Judge Jerry Smith of the Fifth Circuit berated a federal trial judge in an extraordinary dissenting opinion in a case involving Texas’s effort to redraw its congressional districts.
Smith, a Ronald Reagan appointee to the federal appeals court, alleged that US District Judge Jeffrey Brown—who was appointed by Donald Trump—didn’t give him proper time or notice to draft his dissenting opinion in the case.
The opinion rejected the typically collegial tone that judges take with one another. It was issued one day after a divided three-judge court designated to review the redistricting plan blocked the effort by Texas to redo its congressional maps, finding they were likely racially gerrymandered.
“Any pretense of judicial restraint, good faith, or trust by these two judges is gone,” Smith wrote of Brown and Senior US District Judge David Guaderrama.
He said that Brown pushed to publish the majority opinion without giving Smith the time to read and draft a response to it. Smith said he was attending funeral services for another federal judge, and when he returned, worked through the weekend with his law clerks on the dissent before the majority opinion published Tuesday.
Smith also accused Brown of acting to reach his preferred outcome in the case, rather than following the law.
“This is the most blatant exercise of judicial activism that I have ever witnessed,” Smith wrote.
Brown didn’t immediately return a request for comment.
Brown, formerly of the Supreme Court of Texas, received Republican praise as he was appointed by Trump to the federal bench in 2019.
‘Unskilled Magician’
Smith raised Brown’s prior ruling in another gerrymandering case, in which the trial judge had found a new map for Galveston County commissioner elections diluted the county’s Black and Hispanic voters. The full Fifth Circuit later reversed him, a decision that Smith cited in his dissent.
Smith said the Fifth Circuit recently ruled that "'[t]he most obvious reason for mid-cycle redistricting, of course, is partisan gain.’”
“Because the ‘obvious reason’ for the 2025 redistricting ‘of course, is partisan gain,’ Judge Brown commits grave error in concluding that the Texas Legislature is more bigoted than political,” Smith said.
Smith also took aim at Brown’s analysis in needing to hand down a preliminary injunction.
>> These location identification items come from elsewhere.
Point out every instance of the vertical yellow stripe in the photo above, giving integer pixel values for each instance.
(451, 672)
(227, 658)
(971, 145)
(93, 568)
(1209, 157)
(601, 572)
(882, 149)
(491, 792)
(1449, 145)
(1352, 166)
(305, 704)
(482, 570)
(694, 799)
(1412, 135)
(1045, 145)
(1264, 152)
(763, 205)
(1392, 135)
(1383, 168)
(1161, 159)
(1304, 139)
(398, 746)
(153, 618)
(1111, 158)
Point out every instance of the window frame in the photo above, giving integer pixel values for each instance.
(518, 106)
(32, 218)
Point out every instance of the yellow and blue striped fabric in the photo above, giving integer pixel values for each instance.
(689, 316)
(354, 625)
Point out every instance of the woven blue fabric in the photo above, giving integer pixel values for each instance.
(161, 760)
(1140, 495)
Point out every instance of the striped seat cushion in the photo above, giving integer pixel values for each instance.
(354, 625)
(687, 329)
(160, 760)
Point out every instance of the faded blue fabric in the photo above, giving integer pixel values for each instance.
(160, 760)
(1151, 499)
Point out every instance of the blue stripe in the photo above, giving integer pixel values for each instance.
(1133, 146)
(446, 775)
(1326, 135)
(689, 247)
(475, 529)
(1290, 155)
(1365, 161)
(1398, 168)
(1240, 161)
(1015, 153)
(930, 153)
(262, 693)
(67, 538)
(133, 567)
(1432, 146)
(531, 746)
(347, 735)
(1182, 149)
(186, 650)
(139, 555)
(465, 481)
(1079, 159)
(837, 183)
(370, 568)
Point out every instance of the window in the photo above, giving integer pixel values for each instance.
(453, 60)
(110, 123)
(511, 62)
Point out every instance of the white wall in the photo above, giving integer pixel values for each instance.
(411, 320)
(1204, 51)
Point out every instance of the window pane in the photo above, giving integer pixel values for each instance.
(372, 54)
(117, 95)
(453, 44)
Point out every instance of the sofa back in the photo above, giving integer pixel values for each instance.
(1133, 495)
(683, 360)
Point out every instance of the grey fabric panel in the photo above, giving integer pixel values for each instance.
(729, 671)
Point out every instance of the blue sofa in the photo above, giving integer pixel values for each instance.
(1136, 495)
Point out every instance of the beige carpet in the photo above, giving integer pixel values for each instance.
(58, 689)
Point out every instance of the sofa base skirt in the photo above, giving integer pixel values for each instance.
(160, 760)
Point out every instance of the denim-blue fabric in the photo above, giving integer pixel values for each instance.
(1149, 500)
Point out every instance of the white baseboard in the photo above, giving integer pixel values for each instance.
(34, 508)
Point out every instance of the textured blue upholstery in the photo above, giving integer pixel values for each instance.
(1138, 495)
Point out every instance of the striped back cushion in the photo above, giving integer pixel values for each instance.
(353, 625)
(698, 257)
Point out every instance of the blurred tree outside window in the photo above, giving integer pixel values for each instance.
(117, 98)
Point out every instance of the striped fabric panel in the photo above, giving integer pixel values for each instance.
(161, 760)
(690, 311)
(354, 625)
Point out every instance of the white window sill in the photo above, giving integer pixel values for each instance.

He claimed the trial judge “has a lingering habit” of correctly sharing part of a legal principle but then “veers off track along a spectrum—intentionally misleading at best to false at worst.”
The plaintiffs were facing Supreme Court and Fifth Circuit precedent “stacked against them,” Smith said, on top of having to meet the high bar for the injunction.
“Nothing in any bag of results-oriented tricks can save that wished-for result,” Smith said. “Judge Brown is an unskilled magician. The audience knows what is coming next.”
Smith said that Brown didn’t properly weigh the expert testimony given by the drawer of the maps, Adam Kincaid, who said race wasn’t his motivator in crafting the new districts.
And he said Brown’s opinion “creates mayhem, chaos, misinformation, and confusion,” as the process for Texas’s 2026 elections is already underway. Candidates could begin declaring for office on Nov. 8.
“Unfairness is the word of the day, and this injunction is laden with unfair consequences,” Smith said.
Smith also published within the dissent a page-and-a-half long “non-exhaustive list of misleading, deceptive, or false statements Judge Brown put forward.”
The senior judge had opened the dissent by quoting Bette Davis’s character Margo Channing in “All About Eve,” saying “Fasten your seatbelts. It’s going to be a bumpy night!”
“Darkness descends on the Rule of Law. A bumpy night, indeed,” Smith concluded.
Soros Ties Raised
Smith also claimed that billionaire philanthropist George Soros and his son Alex Soros “have their hands all over this.” He said the lawyers in the case are funded by George Soros, as was a lead expert in the litigation.
“The main winners from Judge Brown’s opinion are George Soros and Gavin Newsom,” Smith wrote, referring to California’s Democratic governor. “The obvious losers are the People of Texas and the Rule of Law.”
Marc Elias, the prominent Democratic lawyer whose law firm was mentioned by Smith, said in a social media post that he wasn’t sure what the judge was accusing them of doing. He called the dissent “unhinged.”
LULAC v. Abbott, W.D. Tex., No. 3:21-cv-00259, 11/19/25.